High school student Kirie's first glimpse that something is awry in the small town of Kurouzu comes when the father of her nerdy best friend (Shuichi) begins to film the corkscrew patterns on a snail, he is also in the process of making a video scrap book filled with the images of anything that has a spiral or vortex shape to it. His weird obsession begins to threaten to spin dangerously out of control. He proclaims that a vortex is the highest form of art and frantically creates whirlpools in his miso soup when he runs out of naruto roll. He then becomes one with Uzumaki when he decides to crawl into a washing machine to get a 'point-of-view' shot for his film.

It isn't long before the entire town is hit by anything in the manner of the otherworldly whirls. Inspector Tamura, a police officer, is intrigued by Shuichi's dad's suicide and becomes obsessed with the case. Meanwhile, Kirie's high school is populated by a host of twitching teachers, preening pretty girls, and the slimy Katayama, who begins to walk at a snail's pace and only comes to school when it rains. Making matters worse, the student body is starting to sprout shells, drink water in copious amounts, and crawl on the walls of the school. Sekino, Kirie's classmate, begins to grow her hair in medusa-like curls that eventually take over not only her mind but the minds of all the girls in the school (save for Kirie). Meanwhile, in the hospital, Shuichi's mother, who was hospitalized after her husband's death, cuts off her hair and fingertips in order to get rid of anything spiral-shaped on her body, and grows so afraid of spirals that Shuichi is forced to tell the hospital to eliminate anything spiral-shaped so his mother may not encounter them (even going so far as to throwing away the cakes that Kirie had brought for her mother, since the frosting on the cakes were like whirls).

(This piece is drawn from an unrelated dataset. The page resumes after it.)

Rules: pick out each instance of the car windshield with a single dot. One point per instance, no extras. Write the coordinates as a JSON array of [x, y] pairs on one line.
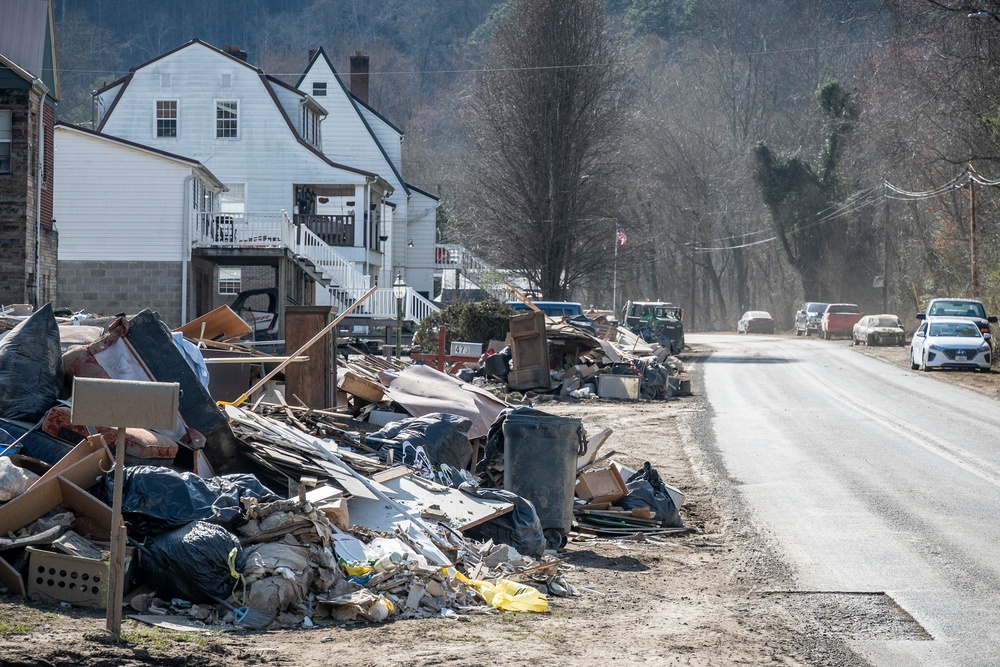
[[954, 330], [957, 309]]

Eventually Shuichi's mother succumbs to her phobia and kills herself when a millipede crawls into her ear to inhabit her cochlea and causes her to hallucinate about her husband, who tells her that "there's another vortex in the deepest part of your ear". It isn't long before even the sky itself is cursed, with whirl-like clouds and the eerily smoky, ghost-like faces of the victims who perished in the grip of Uzumaki appearing during funerals.

Soon everyone in Kurouzu has been caught in the curse of the vortex--Kirie's dad, who drowns to death while gathering mud at Dragonfly Pond; the reporter who gives a special report on the horrors of the town and her crew, all of who lose themselves in a tunnel only for their corpses to be found, invaded by the spiral; Sekino, whose body has been possessed by the snake-like curls; Kirie's stalker, who throws himself in front of Inspector Tamura's car and is twisted around the axle, the impact by Tamura's head leaving a spiral crack in the windshield; a police officer, whose eye becomes a spiral that digs into itself; and even Shuichi himself, whose body twists into a spiral and becomes possessed by the spiral. Only Kirie is left in the cursed town of Kurouzu, and in the end it is unknown what happens to her.